Security in the Cloud is All About Your Job!
As a cloud provider hosting desktops, servers and second site backup for global accounting firms, large automobile manufacturers and small law firms/healthcare organizations all around the country, we have heard a lot about security concerns in the cloud. Often times we are dealing with the IT organization within the business and their main concern seems to be security in the cloud. So, we walk them through our enterprise class infrastructure, our technology stack of companies that are global leaders in their respective fields and our extremely robust security practices and policies with multiple layers of security (physical, network and virtual).
For most, this gets them comfortable with the not so intuitive fact that security for your business is more robust in a cloud provider’s hands, as a cloud provider’s mere existence is an offshoot of its security practices and policies (vs. your business which focuses on making widgets or whatever else it does, but security certainly not being the core of business values). For some, this still didn’t do the trick – security was a big concern.
Over time, we realized that there are actually two fears about cloud computing that deal with security – data security and job security. Organizations might get comfortable with data security but their IT side of the house doesn’t feel comfortable with job security. The cloud was supposed to be this evil thing that was going to eliminate jobs for local IT departments, but truth of the matter is that job elimination hasn’t actually happened. IT managers and professionals are working with increasingly restrained resources under impossible deadlines, but that has always been the case.
A report by Deloitte, published in the The Wall Street Journal’s CIO Journal, points to new opportunities cloud is creating for IT departments. If anything, cloud computing is increasing complexity and workloads, creating more demand for IT skills. Deloitte examined three organizations that have deployed cloud applications and found only a total of two IT professionals across the three organizations lost their jobs because of the cloud.
Cloud is increasing demand for a fusion of IT and business skills at these organizations. Deloitte reports that rather than diminish in-house IT departments, it is generating more “value-added” activities such as “high-end software development, business analytics, enterprise architecture, and strategic vendor relationship management.”
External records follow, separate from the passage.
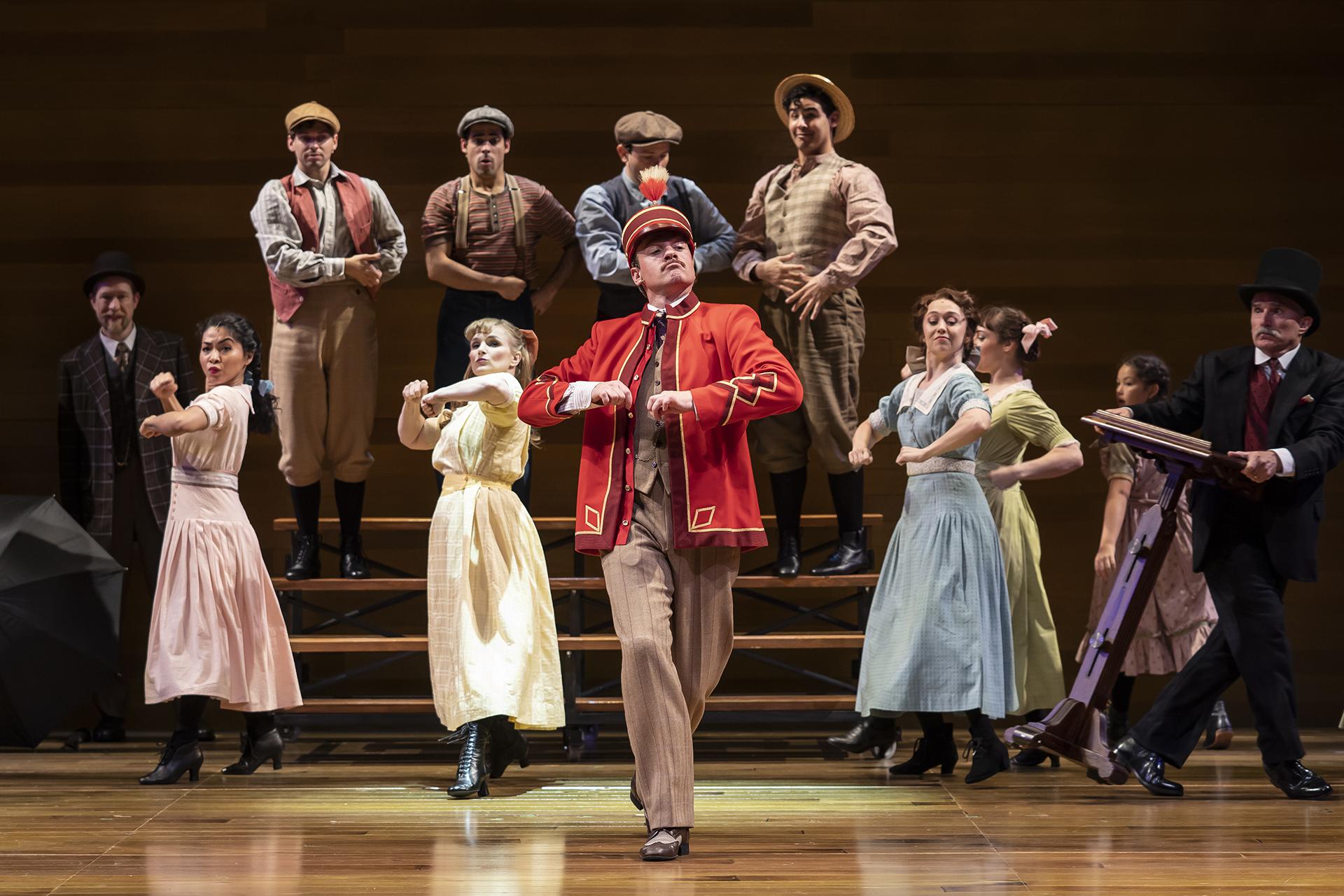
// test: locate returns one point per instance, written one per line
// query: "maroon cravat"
(1261, 399)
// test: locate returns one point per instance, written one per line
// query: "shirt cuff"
(1285, 460)
(578, 397)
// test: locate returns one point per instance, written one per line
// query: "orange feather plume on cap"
(654, 183)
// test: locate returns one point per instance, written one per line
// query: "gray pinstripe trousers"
(672, 610)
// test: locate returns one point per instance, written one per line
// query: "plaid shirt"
(85, 428)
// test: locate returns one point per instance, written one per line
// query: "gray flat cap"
(486, 113)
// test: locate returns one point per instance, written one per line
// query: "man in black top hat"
(1280, 405)
(113, 481)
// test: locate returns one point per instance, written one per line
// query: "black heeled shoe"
(473, 763)
(790, 561)
(507, 747)
(930, 752)
(988, 757)
(304, 558)
(873, 732)
(178, 757)
(353, 564)
(258, 752)
(850, 556)
(1030, 758)
(1218, 732)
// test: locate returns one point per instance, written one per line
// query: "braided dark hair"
(264, 399)
(1151, 370)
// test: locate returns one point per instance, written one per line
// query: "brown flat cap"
(643, 128)
(312, 112)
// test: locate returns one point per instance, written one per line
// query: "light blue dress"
(940, 633)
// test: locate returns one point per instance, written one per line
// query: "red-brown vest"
(359, 219)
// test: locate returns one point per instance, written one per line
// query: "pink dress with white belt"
(217, 628)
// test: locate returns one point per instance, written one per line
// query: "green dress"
(1022, 418)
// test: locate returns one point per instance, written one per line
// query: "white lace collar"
(933, 391)
(1016, 387)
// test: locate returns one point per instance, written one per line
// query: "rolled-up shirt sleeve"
(283, 244)
(869, 219)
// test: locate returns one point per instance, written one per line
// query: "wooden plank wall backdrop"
(1117, 166)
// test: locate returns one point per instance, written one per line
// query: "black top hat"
(1292, 273)
(113, 264)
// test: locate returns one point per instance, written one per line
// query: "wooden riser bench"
(718, 703)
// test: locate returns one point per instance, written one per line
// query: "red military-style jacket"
(733, 371)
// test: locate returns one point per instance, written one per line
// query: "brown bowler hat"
(846, 125)
(644, 128)
(312, 112)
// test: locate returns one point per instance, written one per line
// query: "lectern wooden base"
(1074, 729)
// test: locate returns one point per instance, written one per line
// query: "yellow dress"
(1022, 418)
(492, 648)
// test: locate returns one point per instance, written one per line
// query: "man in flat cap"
(331, 241)
(666, 493)
(480, 237)
(813, 229)
(113, 481)
(643, 140)
(1278, 405)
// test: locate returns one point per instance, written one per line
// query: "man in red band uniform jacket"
(330, 239)
(666, 493)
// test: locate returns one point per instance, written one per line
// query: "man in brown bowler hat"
(330, 239)
(643, 140)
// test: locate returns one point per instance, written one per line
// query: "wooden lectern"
(1074, 727)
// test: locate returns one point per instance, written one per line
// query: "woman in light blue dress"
(940, 633)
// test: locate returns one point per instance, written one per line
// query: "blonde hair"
(523, 371)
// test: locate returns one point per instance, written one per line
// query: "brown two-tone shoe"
(666, 844)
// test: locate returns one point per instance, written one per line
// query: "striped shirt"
(489, 229)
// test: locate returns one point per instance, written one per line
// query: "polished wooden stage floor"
(362, 814)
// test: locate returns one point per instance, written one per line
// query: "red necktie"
(1261, 399)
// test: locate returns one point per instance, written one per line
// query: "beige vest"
(651, 461)
(806, 219)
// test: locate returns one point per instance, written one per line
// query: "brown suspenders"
(463, 214)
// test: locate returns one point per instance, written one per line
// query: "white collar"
(111, 344)
(300, 178)
(1284, 360)
(1016, 387)
(671, 305)
(933, 391)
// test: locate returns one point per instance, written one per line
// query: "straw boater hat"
(654, 183)
(846, 125)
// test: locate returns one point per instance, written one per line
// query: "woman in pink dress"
(1180, 613)
(217, 629)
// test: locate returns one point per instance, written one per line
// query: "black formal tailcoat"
(1307, 418)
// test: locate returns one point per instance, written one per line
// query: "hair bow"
(531, 343)
(1043, 330)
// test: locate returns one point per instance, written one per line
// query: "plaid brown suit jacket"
(85, 428)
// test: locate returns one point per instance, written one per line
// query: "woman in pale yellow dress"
(1008, 340)
(493, 656)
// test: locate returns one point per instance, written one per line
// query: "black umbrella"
(59, 610)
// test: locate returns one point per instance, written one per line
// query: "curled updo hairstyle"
(1007, 324)
(964, 300)
(517, 344)
(1151, 370)
(264, 403)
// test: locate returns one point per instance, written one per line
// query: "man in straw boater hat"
(643, 140)
(1280, 406)
(666, 495)
(331, 241)
(813, 229)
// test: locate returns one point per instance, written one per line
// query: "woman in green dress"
(1008, 340)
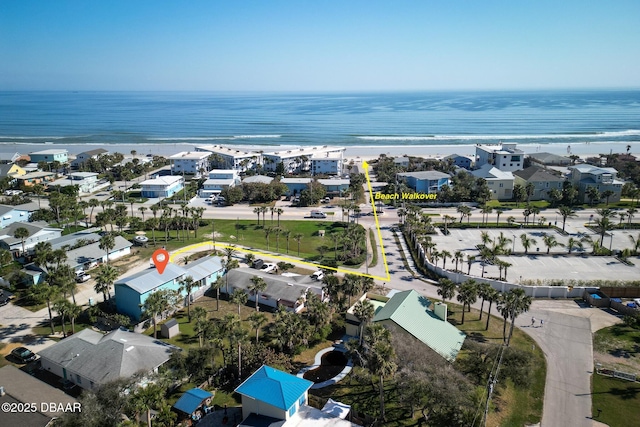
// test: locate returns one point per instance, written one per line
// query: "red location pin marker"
(160, 259)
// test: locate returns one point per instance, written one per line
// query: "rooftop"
(103, 358)
(274, 387)
(409, 310)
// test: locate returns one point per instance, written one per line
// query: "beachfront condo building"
(585, 176)
(505, 157)
(190, 163)
(300, 159)
(162, 186)
(499, 182)
(230, 158)
(428, 182)
(219, 179)
(49, 156)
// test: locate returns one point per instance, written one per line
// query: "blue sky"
(318, 45)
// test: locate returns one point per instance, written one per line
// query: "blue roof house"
(132, 291)
(192, 400)
(427, 182)
(273, 393)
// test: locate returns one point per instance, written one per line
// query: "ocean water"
(349, 119)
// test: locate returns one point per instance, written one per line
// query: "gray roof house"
(89, 358)
(543, 181)
(281, 290)
(38, 232)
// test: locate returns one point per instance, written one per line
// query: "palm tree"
(188, 284)
(298, 237)
(364, 311)
(380, 358)
(156, 304)
(446, 289)
(492, 296)
(550, 241)
(566, 212)
(467, 295)
(257, 320)
(573, 244)
(239, 297)
(527, 242)
(107, 242)
(257, 285)
(21, 233)
(105, 278)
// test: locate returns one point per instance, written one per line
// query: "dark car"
(23, 354)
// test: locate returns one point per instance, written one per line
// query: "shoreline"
(356, 152)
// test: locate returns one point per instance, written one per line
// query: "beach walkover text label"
(404, 196)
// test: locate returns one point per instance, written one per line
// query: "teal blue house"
(132, 291)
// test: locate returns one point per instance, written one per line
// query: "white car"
(268, 268)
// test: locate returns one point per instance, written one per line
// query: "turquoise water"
(349, 119)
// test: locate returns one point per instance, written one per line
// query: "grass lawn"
(618, 399)
(512, 406)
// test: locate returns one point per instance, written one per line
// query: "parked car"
(83, 278)
(23, 354)
(269, 268)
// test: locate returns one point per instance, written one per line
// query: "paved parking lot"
(537, 264)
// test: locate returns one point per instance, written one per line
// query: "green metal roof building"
(410, 311)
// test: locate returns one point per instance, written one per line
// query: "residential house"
(162, 186)
(542, 180)
(586, 176)
(327, 163)
(23, 390)
(83, 157)
(416, 315)
(219, 179)
(189, 162)
(132, 291)
(38, 232)
(90, 359)
(50, 156)
(11, 170)
(427, 182)
(550, 159)
(273, 398)
(459, 161)
(499, 182)
(86, 181)
(299, 160)
(231, 158)
(36, 177)
(281, 291)
(505, 157)
(11, 214)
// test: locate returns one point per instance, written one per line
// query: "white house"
(231, 158)
(505, 157)
(299, 160)
(162, 186)
(499, 182)
(189, 162)
(218, 180)
(327, 163)
(86, 155)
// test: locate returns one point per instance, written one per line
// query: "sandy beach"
(356, 152)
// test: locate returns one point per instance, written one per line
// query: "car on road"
(23, 354)
(269, 268)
IT is no longer just a back office function where they are expected to keep email and applications running. Cloud has transformed IT by taking the daily, mundane and time-consuming tasks out of their hands and enabling them to spend more time becoming strategic to the business. This could mean working closer with other departments to drive synergies, gaining more certifications or focusing on the value-add portion of their job descriptions. The new job description focuses them to work with an outside cloud provider to think deeper about how technology interacts with business to create more revenue growth, productivity and margin expansion.
As a business owner, make sure that your IT department isn’t resisting cloud for the wrong reasons. As an IT professional, it’s time to become more strategic to the organization and stop worrying about job security. The cloud is here to help (and stay) –take the helping hand or your competitors will.